There are two broad classes of lymphocytes: B cells and T cells. While all lymphocytes start out in the bone marrow, B cells develop in the marrow before entering the bloodstream whereas T cells travel to an organ called the thymus and mature there. B cells and T cells perform different roles. When activated, B cells acquire the ability to make antibodies that attack foreign substances. In contrast, T cells called “killer” T cells sense the presence of infected cells and do away with them directly. Other T cells called “helper” and “suppressor” T cells, assist killer T cells and also help to keep the immune response under control. Once activated (for example, by macrophage-produced cytokines), helper T cells produce immune substances that tell B cells to produce antibodies. T helper cells come in two varieties: TH1 and TH2. Most healthy people have more TH1 cells than TH2 cells, whereas this balance is often reversed in severely injured patients.
- TH1 cells produce the cytokine IFN-γ, which activates macrophages in the classical pathway.
- TH2 cells secrete IL-4, IL-5, and IL-13, which recruit and activate eosinophils and are responsible for the alternative pathway of macrophage activation.
- TH17 cells secrete IL-17 and other cytokines that induce the secretion of chemokines responsible for recruiting neutrophils and monocytes into the reaction.
Lymphocytes and macrophages interact in a bidirectional way, and these interactions play an important role in propagating chronic inflammation. Macrophages display antigens to T cells, express membrane molecules (called costimulators), and produce cytokines (IL-12 and others) that stimulate T cell responses Activated T lymphocytes, in turn, produce cytokines, described earlier, which recruit and activate macrophages and thus promote more antigen presentation and cytokine secretion. The result is a cycle of cellular reactions that fuel and sustain chronic inflammation. In some strong and prolonged inflammatory reactions, the accumulation of lymphocytes, antigen-presenting cells, and plasma cells may assume the morphologic features of lymphoid organs, and akin to lymph nodes, may even contain well-formed germinal centers. This pattern of lymphoid organogenesis is often seen in the synovium of patients with long-standing rheumatoid arthritis and the thyroid of patients with autoimmune thyroiditis.

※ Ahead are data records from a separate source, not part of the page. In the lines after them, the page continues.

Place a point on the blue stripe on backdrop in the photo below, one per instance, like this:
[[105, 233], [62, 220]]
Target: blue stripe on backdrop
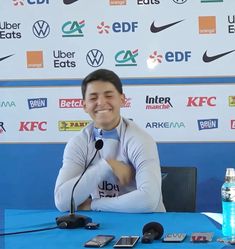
[[28, 171], [132, 81]]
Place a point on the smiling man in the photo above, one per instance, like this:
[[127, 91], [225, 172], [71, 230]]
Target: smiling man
[[125, 174]]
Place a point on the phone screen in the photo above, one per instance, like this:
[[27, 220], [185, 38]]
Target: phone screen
[[127, 241], [99, 241]]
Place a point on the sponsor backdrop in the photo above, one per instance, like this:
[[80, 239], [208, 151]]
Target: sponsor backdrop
[[178, 73]]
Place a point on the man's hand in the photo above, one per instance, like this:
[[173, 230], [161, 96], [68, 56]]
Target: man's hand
[[123, 172], [86, 205]]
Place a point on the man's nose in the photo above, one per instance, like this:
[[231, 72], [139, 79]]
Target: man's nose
[[101, 100]]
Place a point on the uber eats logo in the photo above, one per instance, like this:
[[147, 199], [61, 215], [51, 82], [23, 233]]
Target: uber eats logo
[[64, 59]]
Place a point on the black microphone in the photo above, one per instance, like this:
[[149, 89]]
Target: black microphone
[[152, 231], [73, 220]]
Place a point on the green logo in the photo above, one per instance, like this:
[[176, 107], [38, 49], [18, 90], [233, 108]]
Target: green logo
[[73, 29], [126, 58]]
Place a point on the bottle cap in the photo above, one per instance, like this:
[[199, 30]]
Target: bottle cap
[[230, 174]]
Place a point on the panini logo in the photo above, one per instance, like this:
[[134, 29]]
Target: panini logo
[[231, 101], [37, 103], [207, 24], [233, 124], [207, 124], [117, 2], [34, 59], [73, 125], [71, 103]]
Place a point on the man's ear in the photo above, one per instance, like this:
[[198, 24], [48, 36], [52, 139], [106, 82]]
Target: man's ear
[[84, 105]]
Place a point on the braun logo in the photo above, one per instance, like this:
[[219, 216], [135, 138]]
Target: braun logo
[[147, 2], [8, 30], [33, 125], [41, 29], [71, 103], [158, 102], [37, 103], [206, 124], [201, 101]]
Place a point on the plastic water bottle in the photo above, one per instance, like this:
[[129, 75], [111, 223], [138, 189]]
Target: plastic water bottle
[[228, 203]]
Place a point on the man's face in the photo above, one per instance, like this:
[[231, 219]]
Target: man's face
[[103, 102]]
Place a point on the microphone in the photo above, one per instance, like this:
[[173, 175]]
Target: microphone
[[73, 220], [152, 231]]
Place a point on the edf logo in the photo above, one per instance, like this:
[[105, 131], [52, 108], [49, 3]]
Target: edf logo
[[177, 56], [124, 27], [38, 1], [33, 125], [201, 101]]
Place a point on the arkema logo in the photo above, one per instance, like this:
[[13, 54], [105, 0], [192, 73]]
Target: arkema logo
[[165, 125], [37, 103], [207, 124], [126, 58]]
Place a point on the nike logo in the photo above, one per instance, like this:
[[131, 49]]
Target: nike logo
[[155, 29], [3, 58], [69, 1], [207, 58]]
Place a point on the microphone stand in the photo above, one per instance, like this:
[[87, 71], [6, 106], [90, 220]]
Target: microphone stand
[[74, 220]]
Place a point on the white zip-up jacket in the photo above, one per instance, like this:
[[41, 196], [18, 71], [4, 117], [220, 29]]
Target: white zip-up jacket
[[127, 143]]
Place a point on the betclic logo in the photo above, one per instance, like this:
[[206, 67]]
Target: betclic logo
[[33, 126], [71, 103], [201, 101]]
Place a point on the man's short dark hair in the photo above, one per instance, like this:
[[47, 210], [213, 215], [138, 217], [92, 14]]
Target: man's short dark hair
[[103, 75]]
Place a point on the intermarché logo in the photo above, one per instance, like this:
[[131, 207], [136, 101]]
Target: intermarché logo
[[73, 29], [126, 58]]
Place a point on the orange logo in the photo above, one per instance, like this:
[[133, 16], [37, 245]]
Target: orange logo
[[207, 24], [34, 59]]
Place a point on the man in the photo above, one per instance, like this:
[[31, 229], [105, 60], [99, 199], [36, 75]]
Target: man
[[125, 174]]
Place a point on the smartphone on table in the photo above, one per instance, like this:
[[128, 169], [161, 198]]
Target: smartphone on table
[[126, 241], [99, 241]]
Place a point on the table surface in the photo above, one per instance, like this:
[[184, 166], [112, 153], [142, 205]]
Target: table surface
[[116, 224]]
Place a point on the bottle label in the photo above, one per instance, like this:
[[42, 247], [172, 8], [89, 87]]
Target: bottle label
[[228, 194]]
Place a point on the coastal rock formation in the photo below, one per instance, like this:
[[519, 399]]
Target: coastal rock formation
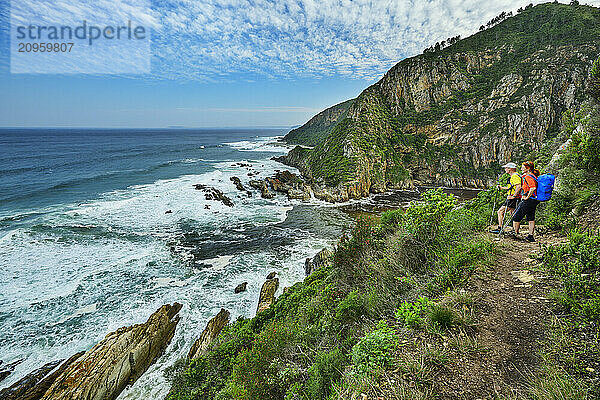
[[238, 183], [321, 259], [211, 193], [7, 369], [452, 117], [264, 190], [35, 384], [118, 360], [284, 182], [241, 287], [212, 330], [267, 293]]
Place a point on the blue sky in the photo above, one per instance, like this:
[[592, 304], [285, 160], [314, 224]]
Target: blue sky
[[234, 62]]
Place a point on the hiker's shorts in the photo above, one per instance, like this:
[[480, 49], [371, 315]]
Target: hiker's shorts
[[527, 209], [511, 203]]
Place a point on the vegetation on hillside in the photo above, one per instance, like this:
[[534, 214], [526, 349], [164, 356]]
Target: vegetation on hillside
[[319, 127], [390, 311], [340, 328], [385, 146]]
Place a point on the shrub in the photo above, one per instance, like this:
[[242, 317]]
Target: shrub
[[411, 314], [326, 370], [375, 350], [442, 317], [577, 263], [594, 81]]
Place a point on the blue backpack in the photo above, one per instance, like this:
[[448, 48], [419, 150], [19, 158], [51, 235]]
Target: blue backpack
[[545, 185]]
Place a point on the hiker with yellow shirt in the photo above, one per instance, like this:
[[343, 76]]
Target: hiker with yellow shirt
[[513, 195]]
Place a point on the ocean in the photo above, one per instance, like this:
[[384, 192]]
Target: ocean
[[99, 228]]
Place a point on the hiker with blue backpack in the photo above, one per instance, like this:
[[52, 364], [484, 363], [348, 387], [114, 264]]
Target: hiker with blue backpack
[[513, 194], [534, 188]]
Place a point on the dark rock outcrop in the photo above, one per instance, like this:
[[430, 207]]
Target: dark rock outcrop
[[321, 259], [241, 287], [212, 330], [267, 294], [265, 193], [7, 369], [238, 183], [452, 117], [118, 360], [211, 193], [35, 384]]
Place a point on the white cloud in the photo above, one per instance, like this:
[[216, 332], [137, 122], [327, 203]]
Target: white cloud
[[229, 40]]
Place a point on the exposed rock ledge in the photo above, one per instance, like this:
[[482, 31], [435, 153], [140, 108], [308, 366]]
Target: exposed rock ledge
[[104, 371], [212, 330], [267, 293], [321, 259]]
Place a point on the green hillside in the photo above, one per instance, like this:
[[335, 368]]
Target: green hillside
[[451, 117]]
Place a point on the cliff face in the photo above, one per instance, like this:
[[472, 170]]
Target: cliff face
[[319, 127], [451, 118]]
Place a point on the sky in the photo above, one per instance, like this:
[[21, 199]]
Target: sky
[[217, 63]]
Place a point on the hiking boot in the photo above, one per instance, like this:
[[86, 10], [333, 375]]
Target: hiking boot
[[530, 238]]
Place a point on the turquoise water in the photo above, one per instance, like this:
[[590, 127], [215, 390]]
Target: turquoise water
[[86, 246]]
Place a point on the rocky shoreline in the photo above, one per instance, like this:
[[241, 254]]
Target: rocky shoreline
[[125, 354], [107, 368]]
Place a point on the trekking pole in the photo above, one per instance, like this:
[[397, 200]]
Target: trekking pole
[[493, 209], [504, 222]]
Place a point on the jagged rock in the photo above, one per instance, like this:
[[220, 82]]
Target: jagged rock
[[321, 259], [287, 177], [277, 185], [238, 183], [264, 190], [267, 294], [35, 384], [298, 194], [7, 369], [241, 287], [467, 129], [211, 193], [118, 360], [212, 330]]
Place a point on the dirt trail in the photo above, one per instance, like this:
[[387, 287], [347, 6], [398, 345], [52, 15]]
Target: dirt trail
[[512, 310]]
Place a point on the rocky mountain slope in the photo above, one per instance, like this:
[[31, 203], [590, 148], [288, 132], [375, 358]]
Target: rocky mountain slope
[[451, 117], [319, 127]]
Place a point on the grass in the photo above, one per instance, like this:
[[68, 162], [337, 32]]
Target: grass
[[386, 140], [336, 331]]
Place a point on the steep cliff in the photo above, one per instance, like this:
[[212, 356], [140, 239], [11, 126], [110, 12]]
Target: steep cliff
[[319, 127], [451, 117]]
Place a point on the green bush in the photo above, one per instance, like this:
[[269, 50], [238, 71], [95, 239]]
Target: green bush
[[577, 263], [326, 370], [443, 317], [411, 314], [375, 350], [594, 82]]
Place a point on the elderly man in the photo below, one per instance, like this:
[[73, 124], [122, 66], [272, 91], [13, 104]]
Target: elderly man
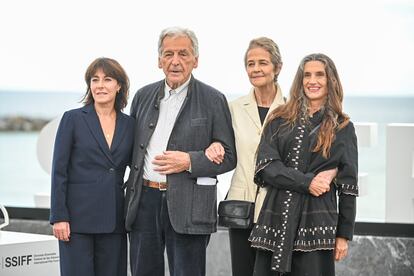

Eosinophils are characteristically found in inflammatory sites around parasitic infections and as part of immune reactions mediated by IgE, typically associated with allergies. Their recruitment is driven by adhesion molecules similar to those used by neutrophils, and by specific chemokines (e.g., eotaxin) derived from leukocytes and epithelial cells. Eosinophil granules contain major basic protein, a highly charged cationic protein that is toxic to parasites but also causes epithelial cell necrosis. Mast cells are sentinel cells widely distributed in connective tissues throughout the body, and they can participate in both acute and chronic inflammatory responses. In atopic persons (those prone to allergic reactions), mast cells are “armed” with IgE antibody specific for certain environmental antigens. When these antigens are subsequently encountered, the IgE-coated mast cells are triggered to release histamines and AA metabolites that elicit the early vascular changes of acute inflammation. IgE armed mast cells are central players in allergic reactions, including anaphylactic shock . Mast cells can also elaborate cytokines such as TNF and chemokines and may play a beneficial role in combating some infections. An important final point: Although the presence of neutrophils is the hallmark of acute inflammation, many forms of chronic inflammation may continue to show extensive neutrophilic infiltrates, as a result of either persistent microbes or necrotic cells, or mediators elaborated by macrophages. Such inflammatory lesions are sometimes called “acute on chronic”—for example, in inflammation of bones (osteomyelitis).